The FCC made 25 Mbps the new target definition for high-speed broadband, but in her speech, Sohn blew by that mile marker, saying: "We want to see average speeds grow to 50 Megabits per second, 100, and eventually even 1 Gigabit per second."
She suggested that only then is bandwidth removed as a "constraint on innovation."
She said that while 4G LTE mobile broadband is the envy of the world, the fixed broadband side was another story.
"International rankings consistently score the U.S. outside the top 10 in broadband speeds," she said. "Last I checked, most Americans aren’t content with being outside the top 10 in anything that matters – certainly not anything as important as the quality of our digital infrastructure."
"According to Akamai, the average fixed broadband connection in America is about 12 megabits per second. That’s fine if you live alone, and all you’re doing online is minimal browsing each night while streaming a movie on Netflix. But broadband can enable so much more."
Echoing chairman Wheeler's arguments for regulating ISPs, boosting speed targets, and preempting state laws limiting broadband, Sohn said that at the FCC's 25 Mbps target, just under three-quarters of U.S. homes have either one option or no option at that speed.
She said that lack of broadband options for those speeds could lead to all kinds of bad things, including network neutrality violations. "Lack of competition typically means lesser service and higher prices for consumers. It also increases the risks that broadband providers could use their market power in a way that threatens Internet openness," she said.

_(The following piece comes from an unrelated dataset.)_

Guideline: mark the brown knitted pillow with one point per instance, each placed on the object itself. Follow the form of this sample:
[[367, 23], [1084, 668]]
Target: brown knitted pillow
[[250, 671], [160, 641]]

Sohn also pointed to 19 states with laws limiting municipal broadband buildouts. She said, again echoing Wheeler, that the bills were frequently passed due to heavy lobbying from incumbent ISPs. The FCC has already preempted laws in two states—Tennessee and North Carolina—but Sohn indicated those will likely not be the last.
"The Commission respects the important role of state governments in our federal system, and we do not take the matter of preempting state laws lightly," she said. "But when state laws directly conflict with Federal laws and policy, we will not be afraid to act."
At least in Tennessee and North Carolina, the FCC made it clear its preemption applied to laws that disallowed expansions of broadband buildouts already authorized by state laws, and said preemption did not extend to state laws banning municipal broadband systems outright.